SunGard Data Services on Monday announced that its board of directors has approved a US$11.3 billion buyout offer from seven investment firms.
According to SunGard, the seven-firm consortium includes Silver Lake Partners, Kohlberg Kravis Roberts & Co., Bain Capital, The Blackstone Group, Goldman Sachs Capital Partners, Providence Equity Partners and Texas Pacific Group. Word of the coming sale first emerged a week ago.
Cristobal Conde, president and chief executive officer of SunGard, said in a statement that the deal represents an endorsement the company's business model and financial strength and that SunGard's executive management will remain intact for now.
Conde added that the plan is not to lay off any employees. The investment firms "have a long-term view towards growing the businesses in which they invest and an excellent track record of working in partnership with management to build great companies," he said.
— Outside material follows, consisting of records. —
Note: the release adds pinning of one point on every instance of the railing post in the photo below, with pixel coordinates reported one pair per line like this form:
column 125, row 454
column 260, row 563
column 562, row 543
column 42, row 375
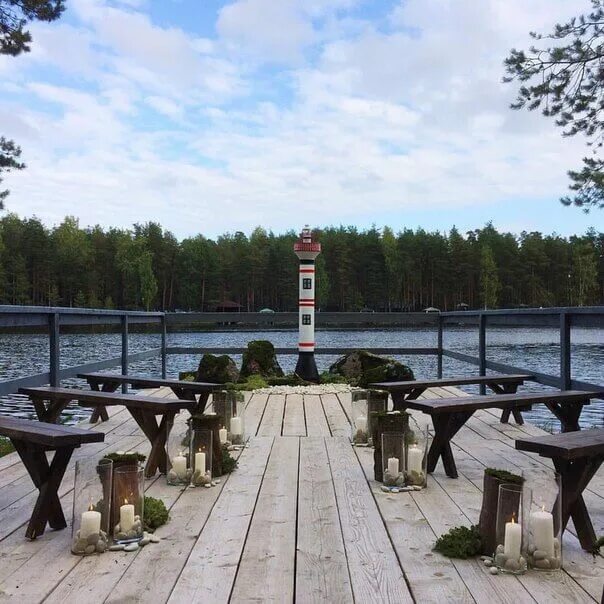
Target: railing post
column 125, row 350
column 482, row 349
column 565, row 366
column 439, row 365
column 163, row 347
column 55, row 349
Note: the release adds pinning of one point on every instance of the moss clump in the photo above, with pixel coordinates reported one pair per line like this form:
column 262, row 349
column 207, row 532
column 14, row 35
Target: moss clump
column 229, row 463
column 460, row 542
column 504, row 476
column 155, row 513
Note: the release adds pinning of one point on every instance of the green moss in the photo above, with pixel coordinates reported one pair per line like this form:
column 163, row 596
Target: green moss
column 460, row 542
column 504, row 476
column 6, row 446
column 155, row 513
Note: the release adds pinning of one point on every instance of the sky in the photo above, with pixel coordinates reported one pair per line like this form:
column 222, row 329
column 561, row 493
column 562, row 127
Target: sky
column 212, row 117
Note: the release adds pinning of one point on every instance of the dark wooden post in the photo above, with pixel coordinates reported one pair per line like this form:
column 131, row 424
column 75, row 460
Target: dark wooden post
column 163, row 347
column 125, row 351
column 482, row 349
column 565, row 367
column 55, row 350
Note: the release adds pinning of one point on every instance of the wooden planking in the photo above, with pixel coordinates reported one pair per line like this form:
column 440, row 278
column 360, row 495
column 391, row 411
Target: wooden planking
column 272, row 420
column 293, row 419
column 210, row 570
column 316, row 423
column 321, row 566
column 336, row 418
column 431, row 577
column 375, row 573
column 266, row 570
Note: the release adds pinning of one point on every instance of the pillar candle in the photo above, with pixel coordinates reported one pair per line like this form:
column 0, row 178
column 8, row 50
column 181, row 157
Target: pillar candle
column 393, row 465
column 236, row 426
column 126, row 516
column 512, row 539
column 90, row 523
column 542, row 529
column 415, row 457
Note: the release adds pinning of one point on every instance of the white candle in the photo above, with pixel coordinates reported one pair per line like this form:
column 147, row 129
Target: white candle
column 393, row 465
column 90, row 523
column 126, row 516
column 512, row 539
column 542, row 529
column 179, row 465
column 200, row 461
column 236, row 426
column 361, row 423
column 415, row 457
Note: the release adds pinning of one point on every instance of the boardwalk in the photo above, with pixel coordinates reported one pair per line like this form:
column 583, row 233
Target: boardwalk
column 300, row 520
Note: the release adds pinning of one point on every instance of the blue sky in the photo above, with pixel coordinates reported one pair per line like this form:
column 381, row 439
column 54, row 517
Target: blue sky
column 211, row 116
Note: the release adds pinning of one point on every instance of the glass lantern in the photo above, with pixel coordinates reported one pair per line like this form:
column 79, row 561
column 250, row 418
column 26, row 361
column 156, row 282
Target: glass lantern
column 545, row 525
column 393, row 458
column 510, row 529
column 177, row 452
column 416, row 454
column 91, row 506
column 200, row 452
column 128, row 503
column 229, row 405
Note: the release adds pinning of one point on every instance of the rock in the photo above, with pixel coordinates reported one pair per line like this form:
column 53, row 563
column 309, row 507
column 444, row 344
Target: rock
column 260, row 359
column 539, row 554
column 362, row 368
column 218, row 369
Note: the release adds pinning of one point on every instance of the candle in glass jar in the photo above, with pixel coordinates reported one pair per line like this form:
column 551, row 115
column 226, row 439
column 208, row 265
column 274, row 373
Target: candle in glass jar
column 512, row 540
column 393, row 465
column 542, row 529
column 126, row 516
column 236, row 426
column 90, row 523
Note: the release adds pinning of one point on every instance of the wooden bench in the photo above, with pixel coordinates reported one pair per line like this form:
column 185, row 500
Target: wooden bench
column 450, row 414
column 577, row 456
column 499, row 384
column 110, row 382
column 49, row 402
column 32, row 440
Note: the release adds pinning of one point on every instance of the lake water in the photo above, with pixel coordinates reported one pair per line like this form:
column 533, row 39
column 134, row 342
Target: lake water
column 534, row 349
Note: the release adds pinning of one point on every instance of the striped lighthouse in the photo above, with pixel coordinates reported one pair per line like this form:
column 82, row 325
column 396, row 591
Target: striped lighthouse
column 307, row 250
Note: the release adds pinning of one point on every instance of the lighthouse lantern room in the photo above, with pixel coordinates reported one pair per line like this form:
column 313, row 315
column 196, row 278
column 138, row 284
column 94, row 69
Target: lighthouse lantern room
column 307, row 250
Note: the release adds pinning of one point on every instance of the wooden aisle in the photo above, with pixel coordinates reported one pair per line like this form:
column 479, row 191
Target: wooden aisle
column 300, row 520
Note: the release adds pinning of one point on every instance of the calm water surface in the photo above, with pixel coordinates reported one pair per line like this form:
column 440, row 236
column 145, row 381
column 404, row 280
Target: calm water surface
column 534, row 349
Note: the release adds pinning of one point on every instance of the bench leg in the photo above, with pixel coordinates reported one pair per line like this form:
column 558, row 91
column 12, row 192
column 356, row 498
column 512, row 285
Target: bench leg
column 446, row 426
column 575, row 476
column 47, row 479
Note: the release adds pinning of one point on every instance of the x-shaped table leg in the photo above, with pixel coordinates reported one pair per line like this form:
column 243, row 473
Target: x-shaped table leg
column 47, row 479
column 157, row 434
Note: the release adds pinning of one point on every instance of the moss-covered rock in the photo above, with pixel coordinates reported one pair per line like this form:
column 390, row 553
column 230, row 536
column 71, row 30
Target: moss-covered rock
column 260, row 359
column 362, row 368
column 218, row 369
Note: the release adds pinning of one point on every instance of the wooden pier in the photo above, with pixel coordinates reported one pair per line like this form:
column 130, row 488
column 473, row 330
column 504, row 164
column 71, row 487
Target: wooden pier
column 300, row 520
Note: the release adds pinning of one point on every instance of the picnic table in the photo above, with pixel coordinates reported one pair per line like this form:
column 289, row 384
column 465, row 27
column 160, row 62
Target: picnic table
column 498, row 384
column 110, row 382
column 577, row 456
column 450, row 414
column 50, row 401
column 32, row 440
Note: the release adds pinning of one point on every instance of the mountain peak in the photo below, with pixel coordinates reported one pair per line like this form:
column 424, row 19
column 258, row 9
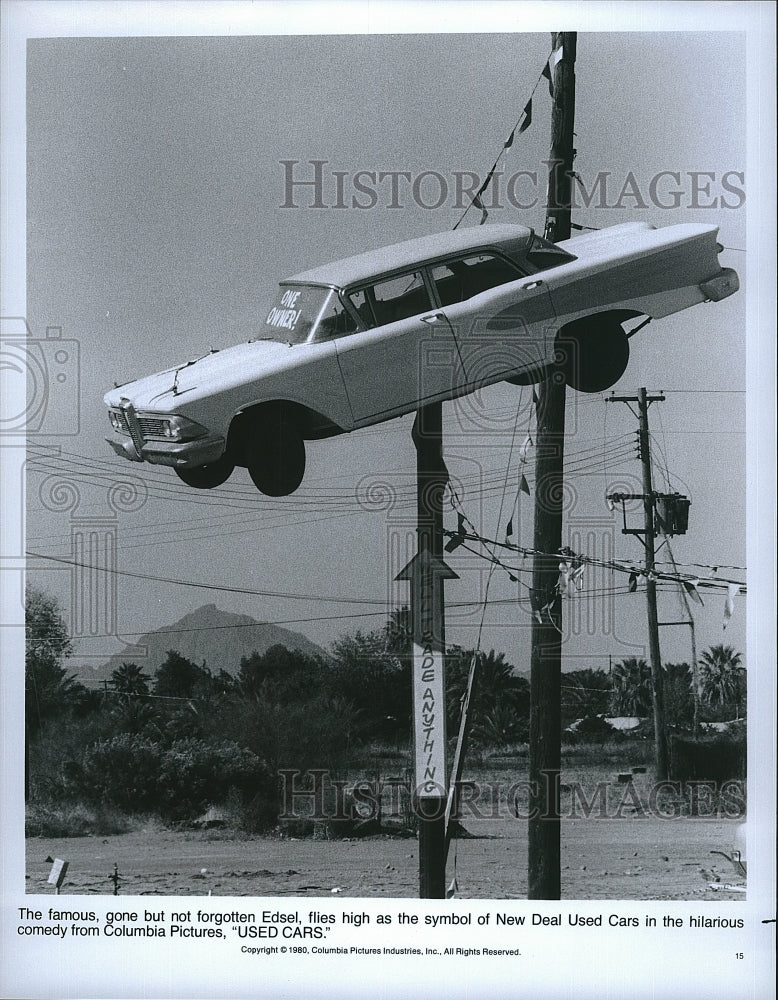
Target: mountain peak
column 208, row 635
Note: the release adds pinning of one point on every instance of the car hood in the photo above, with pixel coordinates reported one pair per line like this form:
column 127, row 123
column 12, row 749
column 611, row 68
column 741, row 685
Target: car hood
column 165, row 390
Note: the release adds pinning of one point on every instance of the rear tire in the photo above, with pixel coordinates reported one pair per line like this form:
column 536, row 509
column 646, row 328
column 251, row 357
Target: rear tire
column 207, row 477
column 593, row 354
column 274, row 451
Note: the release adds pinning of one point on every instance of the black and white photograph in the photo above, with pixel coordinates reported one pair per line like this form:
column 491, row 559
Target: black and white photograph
column 361, row 620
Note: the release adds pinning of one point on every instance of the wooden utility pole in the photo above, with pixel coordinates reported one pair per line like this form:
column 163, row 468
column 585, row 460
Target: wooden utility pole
column 545, row 726
column 643, row 401
column 426, row 573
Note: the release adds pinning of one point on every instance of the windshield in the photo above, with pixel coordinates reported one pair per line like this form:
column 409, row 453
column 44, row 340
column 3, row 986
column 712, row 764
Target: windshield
column 295, row 313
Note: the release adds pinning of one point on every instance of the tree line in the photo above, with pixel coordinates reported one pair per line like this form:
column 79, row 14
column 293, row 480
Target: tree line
column 178, row 738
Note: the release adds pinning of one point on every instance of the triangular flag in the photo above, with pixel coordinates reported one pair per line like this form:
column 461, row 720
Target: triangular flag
column 479, row 204
column 458, row 538
column 548, row 70
column 527, row 117
column 729, row 605
column 547, row 74
column 691, row 590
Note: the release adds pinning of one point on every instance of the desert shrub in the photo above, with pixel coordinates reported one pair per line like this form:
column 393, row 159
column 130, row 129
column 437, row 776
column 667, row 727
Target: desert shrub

However, many analysts and users alike believe that the company will be broken up and sold off as separate businesses. Those individual spin-offs could include SunGard's many software and processing businesses or its disaster recovery and business continuity services, which offer managed hosting of storage, data security, records management and disaster recovery. The company currently has operations in 60 locations.
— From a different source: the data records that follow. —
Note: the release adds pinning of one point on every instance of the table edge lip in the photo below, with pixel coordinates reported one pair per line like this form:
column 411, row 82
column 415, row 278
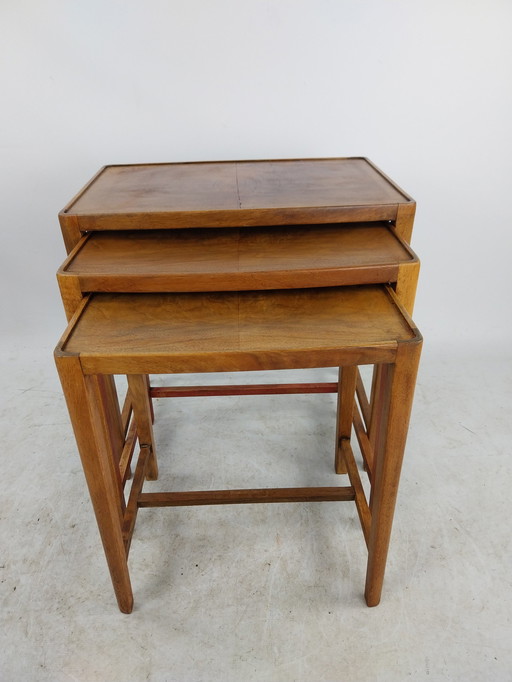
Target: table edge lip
column 66, row 211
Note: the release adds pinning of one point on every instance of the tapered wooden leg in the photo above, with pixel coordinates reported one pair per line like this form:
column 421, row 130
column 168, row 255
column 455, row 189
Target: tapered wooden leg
column 148, row 387
column 399, row 388
column 85, row 400
column 347, row 379
column 141, row 404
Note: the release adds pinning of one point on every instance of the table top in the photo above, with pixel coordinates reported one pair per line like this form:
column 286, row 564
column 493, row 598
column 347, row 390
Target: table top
column 233, row 258
column 235, row 193
column 232, row 331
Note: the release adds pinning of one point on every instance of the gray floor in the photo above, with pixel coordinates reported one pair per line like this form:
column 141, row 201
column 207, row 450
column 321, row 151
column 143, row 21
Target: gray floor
column 262, row 592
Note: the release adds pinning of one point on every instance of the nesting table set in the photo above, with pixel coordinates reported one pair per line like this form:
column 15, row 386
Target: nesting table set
column 227, row 267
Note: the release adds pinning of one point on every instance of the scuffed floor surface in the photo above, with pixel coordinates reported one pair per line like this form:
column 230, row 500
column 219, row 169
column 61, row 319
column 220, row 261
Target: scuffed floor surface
column 261, row 592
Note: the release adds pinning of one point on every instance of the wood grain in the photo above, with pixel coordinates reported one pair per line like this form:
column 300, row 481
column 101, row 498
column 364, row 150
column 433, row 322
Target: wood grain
column 160, row 333
column 236, row 259
column 233, row 193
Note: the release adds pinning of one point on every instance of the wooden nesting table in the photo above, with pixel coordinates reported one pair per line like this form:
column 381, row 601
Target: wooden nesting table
column 232, row 266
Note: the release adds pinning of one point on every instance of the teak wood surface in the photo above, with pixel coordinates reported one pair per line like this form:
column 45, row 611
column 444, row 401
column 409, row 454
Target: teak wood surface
column 236, row 331
column 134, row 334
column 236, row 193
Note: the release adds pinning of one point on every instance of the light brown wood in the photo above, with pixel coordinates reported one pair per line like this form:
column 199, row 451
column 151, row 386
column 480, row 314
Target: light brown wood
column 363, row 510
column 404, row 220
column 365, row 320
column 406, row 284
column 235, row 259
column 400, row 383
column 234, row 193
column 83, row 398
column 130, row 515
column 347, row 377
column 168, row 333
column 244, row 389
column 141, row 406
column 249, row 496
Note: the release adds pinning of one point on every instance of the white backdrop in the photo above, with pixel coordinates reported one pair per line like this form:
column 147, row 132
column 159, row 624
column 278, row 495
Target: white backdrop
column 422, row 87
"These private equity firms are not looking to make this huge investment in the company just so that it can carry on the way it is," said Octavio Marenzi, managing director of Celent Communications, a US-based financial services consultancy. "The only thing that applies is breaking this company up and selling it off."
Marenzi said SunGard is well positioned to be sold off as separate companies because it currently operates its many businesses as separate entities and its services and applications are not highly integrated. He also said the buyout doesn't represent a larger market trend of companies moving away from outsourced services. SunGard last year saw a 20 per cent increase in revenue; it currently has 64 software products.
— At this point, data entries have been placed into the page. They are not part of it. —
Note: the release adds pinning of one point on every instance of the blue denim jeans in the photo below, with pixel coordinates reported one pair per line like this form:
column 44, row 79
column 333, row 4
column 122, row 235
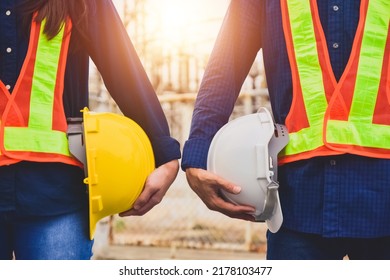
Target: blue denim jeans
column 61, row 237
column 291, row 245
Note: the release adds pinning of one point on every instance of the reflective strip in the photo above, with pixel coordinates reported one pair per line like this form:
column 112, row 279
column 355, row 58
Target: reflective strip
column 359, row 129
column 371, row 60
column 305, row 140
column 310, row 75
column 39, row 136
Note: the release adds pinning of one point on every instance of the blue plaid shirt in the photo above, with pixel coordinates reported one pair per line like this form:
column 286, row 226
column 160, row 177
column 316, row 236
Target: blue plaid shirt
column 338, row 196
column 53, row 188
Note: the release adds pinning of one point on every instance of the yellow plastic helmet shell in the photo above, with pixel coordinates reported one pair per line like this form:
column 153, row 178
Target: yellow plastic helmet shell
column 119, row 159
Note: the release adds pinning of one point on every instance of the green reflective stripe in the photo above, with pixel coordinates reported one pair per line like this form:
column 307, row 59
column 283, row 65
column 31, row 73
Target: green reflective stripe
column 359, row 129
column 304, row 140
column 310, row 74
column 43, row 84
column 39, row 135
column 311, row 80
column 371, row 61
column 36, row 140
column 363, row 134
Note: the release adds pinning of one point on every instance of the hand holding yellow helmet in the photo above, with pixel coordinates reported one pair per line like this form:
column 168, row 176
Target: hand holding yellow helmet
column 119, row 158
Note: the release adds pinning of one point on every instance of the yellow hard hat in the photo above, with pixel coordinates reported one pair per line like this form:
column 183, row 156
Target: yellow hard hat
column 119, row 158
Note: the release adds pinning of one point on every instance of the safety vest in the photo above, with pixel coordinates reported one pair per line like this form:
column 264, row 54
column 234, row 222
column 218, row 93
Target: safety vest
column 349, row 116
column 33, row 123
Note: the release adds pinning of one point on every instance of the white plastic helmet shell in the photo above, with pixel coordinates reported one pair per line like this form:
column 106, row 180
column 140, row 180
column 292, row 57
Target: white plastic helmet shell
column 244, row 152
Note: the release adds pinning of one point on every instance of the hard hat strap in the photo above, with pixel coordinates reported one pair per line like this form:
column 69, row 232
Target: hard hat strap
column 75, row 134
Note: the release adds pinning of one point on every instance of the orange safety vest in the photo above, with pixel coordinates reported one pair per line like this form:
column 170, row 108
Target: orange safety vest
column 349, row 116
column 33, row 124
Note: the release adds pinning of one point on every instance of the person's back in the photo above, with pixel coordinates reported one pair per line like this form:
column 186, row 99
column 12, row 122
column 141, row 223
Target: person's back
column 334, row 172
column 45, row 48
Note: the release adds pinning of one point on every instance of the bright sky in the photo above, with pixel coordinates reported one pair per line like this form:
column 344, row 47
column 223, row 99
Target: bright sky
column 184, row 24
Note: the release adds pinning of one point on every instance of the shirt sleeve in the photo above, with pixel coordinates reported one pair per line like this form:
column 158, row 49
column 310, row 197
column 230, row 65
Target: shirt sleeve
column 235, row 49
column 115, row 57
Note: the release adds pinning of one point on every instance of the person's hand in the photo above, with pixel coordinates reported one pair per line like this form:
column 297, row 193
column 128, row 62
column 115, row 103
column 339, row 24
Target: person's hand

The consortium plans to pay for SunGard with US$3.5 billion of its own money and will finance the rest.
"That's a pretty big leveraged buyout. It's going to be interesting to see what they actually do with this thing and how quickly they'll do it," Marenzi said.
SunGard said that it would drop earlier plans to split off its disaster recovery business from its software and processing business, a move it announced last year but had yet to complete. The company also said that its headquarters will remain in Wayne, Pennsylvania.